So much of our lives centers around coordinating in groups. For instance, we are able to coordinate with and influence groups of people both implicitly (e.g. when sharing lanes on the highway) and explicitly (e.g. when cooking a meal together). As robots become increasingly integrated into society, they should be able to similarly coordinate well with human groups.
Examples of group coordination include collaborative cooking, protesting, and navigating crowded spaces.
However, influencing groups of people is challenging. For example, imagine a volunteer search and rescue mission where a drone learns new information about the location of a target (depicted as the blue checkmark below). Assuming that there is no direct mode of communication available, how should the drone lead a team of volunteers toward that location?

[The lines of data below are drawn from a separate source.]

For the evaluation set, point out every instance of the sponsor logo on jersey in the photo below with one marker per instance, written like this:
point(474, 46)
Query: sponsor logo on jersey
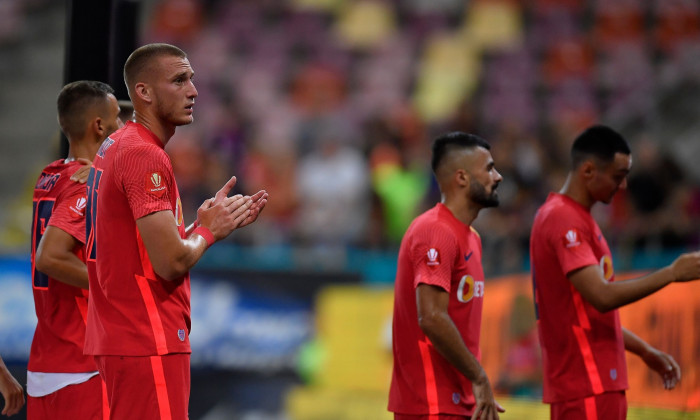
point(154, 184)
point(571, 238)
point(78, 208)
point(105, 145)
point(469, 289)
point(606, 266)
point(47, 181)
point(433, 257)
point(179, 219)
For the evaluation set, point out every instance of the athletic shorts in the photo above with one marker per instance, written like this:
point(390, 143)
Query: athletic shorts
point(85, 401)
point(606, 406)
point(147, 387)
point(398, 416)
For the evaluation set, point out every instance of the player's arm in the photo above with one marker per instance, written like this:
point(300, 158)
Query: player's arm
point(259, 200)
point(433, 319)
point(11, 391)
point(55, 258)
point(171, 256)
point(605, 296)
point(664, 364)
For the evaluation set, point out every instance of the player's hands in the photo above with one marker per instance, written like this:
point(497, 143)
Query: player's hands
point(223, 217)
point(686, 267)
point(12, 391)
point(665, 365)
point(259, 200)
point(80, 176)
point(486, 406)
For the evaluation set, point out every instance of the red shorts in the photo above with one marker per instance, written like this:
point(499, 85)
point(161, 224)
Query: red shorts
point(147, 387)
point(606, 406)
point(87, 400)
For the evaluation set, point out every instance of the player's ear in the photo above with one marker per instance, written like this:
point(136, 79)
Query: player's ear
point(461, 177)
point(587, 169)
point(143, 92)
point(99, 127)
point(96, 126)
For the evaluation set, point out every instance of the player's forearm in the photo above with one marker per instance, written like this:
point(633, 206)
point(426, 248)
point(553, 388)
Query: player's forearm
point(625, 292)
point(447, 340)
point(65, 267)
point(634, 344)
point(176, 264)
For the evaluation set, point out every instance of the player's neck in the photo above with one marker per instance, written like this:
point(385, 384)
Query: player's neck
point(462, 211)
point(163, 131)
point(577, 192)
point(82, 149)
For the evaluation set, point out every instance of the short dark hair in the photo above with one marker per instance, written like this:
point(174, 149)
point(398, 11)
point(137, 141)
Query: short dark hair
point(600, 142)
point(142, 56)
point(75, 100)
point(126, 110)
point(446, 143)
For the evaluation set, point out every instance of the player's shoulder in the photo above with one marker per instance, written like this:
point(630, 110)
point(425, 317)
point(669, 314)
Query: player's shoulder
point(135, 142)
point(555, 209)
point(431, 224)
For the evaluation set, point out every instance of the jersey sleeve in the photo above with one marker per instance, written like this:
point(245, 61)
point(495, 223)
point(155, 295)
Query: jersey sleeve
point(146, 177)
point(69, 210)
point(433, 252)
point(570, 237)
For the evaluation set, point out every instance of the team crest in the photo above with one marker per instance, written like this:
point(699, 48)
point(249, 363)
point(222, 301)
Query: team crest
point(155, 184)
point(78, 208)
point(433, 257)
point(571, 238)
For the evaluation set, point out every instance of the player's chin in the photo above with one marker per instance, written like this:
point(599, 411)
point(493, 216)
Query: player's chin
point(188, 119)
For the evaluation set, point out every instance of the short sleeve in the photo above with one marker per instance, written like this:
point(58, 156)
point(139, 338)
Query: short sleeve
point(570, 238)
point(69, 210)
point(433, 251)
point(146, 177)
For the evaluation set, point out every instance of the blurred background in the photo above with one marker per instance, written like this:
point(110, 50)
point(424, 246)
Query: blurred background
point(331, 105)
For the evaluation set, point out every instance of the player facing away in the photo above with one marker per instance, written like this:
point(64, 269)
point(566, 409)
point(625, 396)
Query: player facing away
point(577, 296)
point(61, 381)
point(439, 293)
point(138, 251)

The blue arrow represents the desired path and the red arrow represents the current sub-optimal path of the human volunteers.
One way a drone could lead the team would be to model and influence each individual separately. By modeling, we mean understanding and predicting a person’s behavior. However, modeling and influencing people independently of one another does not scale well with larger numbers of individuals and is something that we cannot compute quickly online.
A drone modeling each volunteer individually. This approach doesn't scale well with larger numbers of agents.
Another way to influence a team of humans would be to forgo any modeling and directly learn a policy, or an action plan, from observations of the team. This method provides a plausible solution for teams of a constant size. However, adding or subtracting a team member can change the model’s input size and will require you to re-train your model.
Thus our goal is to develop a framework that enables robots to model and influence human groups and is scalable with the number of human agents.
Our contributions are as follows:
- We introduce a way we can model group interactions in a scalable way.
- We describe how a robot can use this knowledge to influence human teams.
Latent structures in human groups
Instead of modeling each individual in a group, our key idea is to focus on modeling relations among individuals. When we interact in groups, we no longer act in isolation but instead act conditionally based on others’ actions. These dependencies provide structure which we can then use to form expectations of others and behave accordingly. On a larger scale, this allows us to develop norms, conventions, and even cultures. These dependencies are useful for robots because they provide a rich source of information that can help robots model and predict human behavior. We call these dependencies latent structures.
Different driving cultures that have been developed in Japan (left) and India (right).
An important example of latent structures is leading and following behavior. We can easily form teams and decide if we should follow or lead to efficiently complete a task as a group. For instance, in a search and rescue mission, humans can spontaneously become leaders once they discover new information about a target. We also implicitly coordinate leading and following strategies. For example, drivers follow each other across lanes when driving through traffic. We focus on modeling latent leading and following structures as a running example in our work.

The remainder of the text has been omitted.